First Miocene rodent from Lebanon provides the 'missing link' between Asian and African gundis (Rodentia: Ctenodactylidae)
|Author(s)||Lopez-Antonanzas Raquel1, 2, Knoll Fabien1, 2, 3, Maksoud Sibelle4, Azar Dany5|
|Affiliation(s)||1 : Univ Bristol, Sch Earth Sci, Bristol, Avon, England.
2 : Museo Nacl Ciencias Nat CSIC, Dept Paleobiol, Madrid, Spain.
3 : Univ Manchester, Sch Earth Atmospher & Environm Sci, Manchester, Lancs, England.
4 : Univ Bretagne Occidentale, UMR Domaine Ocean 6538, Brest, France.
5 : Lebanese Univ, Fac Sci 2, Dept Nat Sci, Fanar, Lebanon.

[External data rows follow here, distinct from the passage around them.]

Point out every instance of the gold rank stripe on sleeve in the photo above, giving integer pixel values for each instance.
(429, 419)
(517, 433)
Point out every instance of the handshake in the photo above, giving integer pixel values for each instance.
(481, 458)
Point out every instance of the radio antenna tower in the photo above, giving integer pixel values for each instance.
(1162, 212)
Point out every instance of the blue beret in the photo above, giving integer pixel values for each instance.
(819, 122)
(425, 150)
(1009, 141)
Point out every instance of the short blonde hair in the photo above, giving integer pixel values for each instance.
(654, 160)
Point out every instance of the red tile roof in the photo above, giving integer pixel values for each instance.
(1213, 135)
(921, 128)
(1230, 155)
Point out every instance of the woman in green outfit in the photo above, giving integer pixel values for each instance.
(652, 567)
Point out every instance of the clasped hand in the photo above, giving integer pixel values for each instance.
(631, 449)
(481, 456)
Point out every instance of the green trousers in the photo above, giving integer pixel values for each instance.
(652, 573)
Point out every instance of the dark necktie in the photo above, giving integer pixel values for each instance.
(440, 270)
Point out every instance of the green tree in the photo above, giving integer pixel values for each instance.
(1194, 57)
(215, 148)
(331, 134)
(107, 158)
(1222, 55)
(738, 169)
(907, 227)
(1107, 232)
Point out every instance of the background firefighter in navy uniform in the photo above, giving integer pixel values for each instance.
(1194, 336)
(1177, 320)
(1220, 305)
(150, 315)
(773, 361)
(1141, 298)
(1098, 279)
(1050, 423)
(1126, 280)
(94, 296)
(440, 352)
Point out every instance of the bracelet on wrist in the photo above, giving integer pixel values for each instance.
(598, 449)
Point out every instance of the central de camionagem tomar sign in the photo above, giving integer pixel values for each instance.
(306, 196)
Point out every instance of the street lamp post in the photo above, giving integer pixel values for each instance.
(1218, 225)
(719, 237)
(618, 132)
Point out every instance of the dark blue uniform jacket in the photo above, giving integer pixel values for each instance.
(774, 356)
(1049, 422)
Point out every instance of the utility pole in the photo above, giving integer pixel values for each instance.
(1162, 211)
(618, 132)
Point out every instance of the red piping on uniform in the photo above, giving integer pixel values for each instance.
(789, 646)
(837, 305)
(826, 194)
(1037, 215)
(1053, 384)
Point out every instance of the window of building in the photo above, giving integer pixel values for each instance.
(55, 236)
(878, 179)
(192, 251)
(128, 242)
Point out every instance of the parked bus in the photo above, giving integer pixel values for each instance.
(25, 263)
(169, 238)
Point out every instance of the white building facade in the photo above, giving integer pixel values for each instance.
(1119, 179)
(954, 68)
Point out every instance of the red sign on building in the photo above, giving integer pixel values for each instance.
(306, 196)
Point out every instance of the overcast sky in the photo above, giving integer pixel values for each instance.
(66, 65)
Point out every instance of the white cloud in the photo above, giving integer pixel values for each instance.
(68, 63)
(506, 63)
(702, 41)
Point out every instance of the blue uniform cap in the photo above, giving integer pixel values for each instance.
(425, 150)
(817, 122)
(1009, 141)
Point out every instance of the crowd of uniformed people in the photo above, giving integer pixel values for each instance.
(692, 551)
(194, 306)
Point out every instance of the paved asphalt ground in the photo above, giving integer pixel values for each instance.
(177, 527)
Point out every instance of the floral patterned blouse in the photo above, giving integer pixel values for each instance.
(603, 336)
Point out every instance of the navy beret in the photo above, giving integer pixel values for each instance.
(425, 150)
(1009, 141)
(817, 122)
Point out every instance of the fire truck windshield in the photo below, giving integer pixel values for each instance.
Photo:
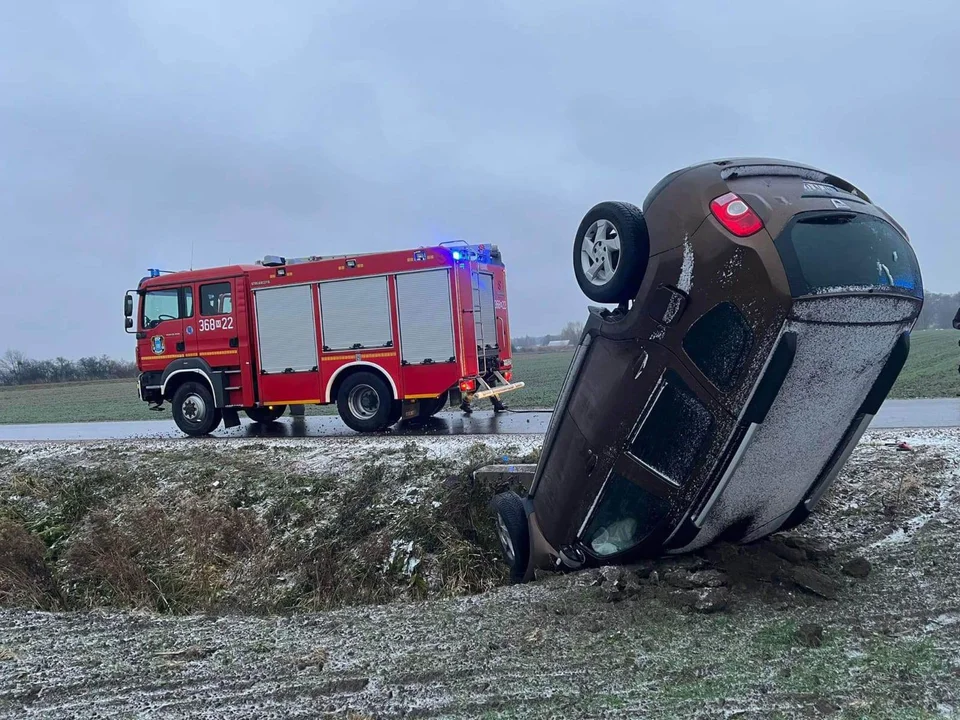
(160, 305)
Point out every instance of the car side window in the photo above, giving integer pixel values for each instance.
(673, 436)
(719, 343)
(625, 516)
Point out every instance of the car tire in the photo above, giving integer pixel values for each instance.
(365, 402)
(513, 531)
(618, 269)
(193, 409)
(265, 415)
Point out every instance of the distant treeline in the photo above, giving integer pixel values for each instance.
(571, 331)
(17, 369)
(939, 310)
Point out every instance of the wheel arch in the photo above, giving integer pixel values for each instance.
(185, 369)
(342, 373)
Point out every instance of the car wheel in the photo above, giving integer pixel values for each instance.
(193, 409)
(265, 415)
(365, 402)
(610, 252)
(513, 531)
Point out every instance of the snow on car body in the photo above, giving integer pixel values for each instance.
(764, 312)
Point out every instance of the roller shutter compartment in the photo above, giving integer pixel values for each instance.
(286, 329)
(355, 314)
(426, 317)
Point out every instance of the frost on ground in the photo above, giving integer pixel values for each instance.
(854, 614)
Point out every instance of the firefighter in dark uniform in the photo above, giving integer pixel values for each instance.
(956, 326)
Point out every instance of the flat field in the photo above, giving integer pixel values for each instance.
(360, 578)
(931, 372)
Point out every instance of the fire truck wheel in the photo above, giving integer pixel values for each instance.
(364, 402)
(194, 411)
(611, 251)
(265, 415)
(513, 532)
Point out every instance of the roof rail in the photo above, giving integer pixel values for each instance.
(758, 169)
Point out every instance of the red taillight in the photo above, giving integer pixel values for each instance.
(735, 215)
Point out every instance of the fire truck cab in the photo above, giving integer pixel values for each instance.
(385, 336)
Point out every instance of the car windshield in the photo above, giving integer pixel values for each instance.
(835, 252)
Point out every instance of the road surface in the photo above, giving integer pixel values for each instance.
(894, 414)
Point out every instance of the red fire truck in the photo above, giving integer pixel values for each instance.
(385, 336)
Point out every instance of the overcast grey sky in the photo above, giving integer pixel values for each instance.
(133, 132)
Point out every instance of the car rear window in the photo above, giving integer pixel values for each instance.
(824, 252)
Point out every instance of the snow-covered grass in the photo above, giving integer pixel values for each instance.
(885, 646)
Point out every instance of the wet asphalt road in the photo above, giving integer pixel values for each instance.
(894, 414)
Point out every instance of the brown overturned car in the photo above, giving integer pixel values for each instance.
(764, 311)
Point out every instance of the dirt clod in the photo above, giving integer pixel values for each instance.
(679, 579)
(816, 582)
(791, 554)
(859, 568)
(706, 600)
(708, 578)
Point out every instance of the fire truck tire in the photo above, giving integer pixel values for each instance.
(194, 411)
(265, 415)
(365, 402)
(611, 251)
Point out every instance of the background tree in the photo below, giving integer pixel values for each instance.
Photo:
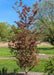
(24, 43)
(6, 31)
(46, 18)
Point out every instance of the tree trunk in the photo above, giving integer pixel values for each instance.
(26, 72)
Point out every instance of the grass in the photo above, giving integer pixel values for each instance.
(10, 64)
(5, 52)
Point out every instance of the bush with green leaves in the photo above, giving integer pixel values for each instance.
(49, 66)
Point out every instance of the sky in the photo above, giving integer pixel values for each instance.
(7, 13)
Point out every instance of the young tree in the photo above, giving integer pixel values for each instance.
(24, 43)
(46, 17)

|Source||Scientific Reports (2045-2322) (Nature Publishing Group), 2015-08 , Vol. 5 , P. 12871 (11p.)|
|WOS© Times Cited||9|
Ctenodactylinae (gundis) is a clade of rodents that experienced, in Miocene time, their greatest diversification and widest distribution. They expanded from the Far East, their area of origin, to Africa, which they entered from what would become the Arabian Peninsula. Questions concerning the origin of African Ctenodactylinae persist essentially because of a poor fossil record from the Miocene of Afro-Arabia. However, recent excavations in the Late Miocene of Lebanon have yielded a key taxon for our understanding of these issues. Proafricanomys libanensis nov. gen. nov. sp. shares a variety of dental characters with both the most primitive and derived members of the subfamily. A cladistic analysis demonstrates that this species is the sister taxon to a clade encompassing all but one of the African ctenodactylines, plus a southern European species of obvious African extraction. As such, Proafricanomys provides the 'missing link' between the Asian and African gundis.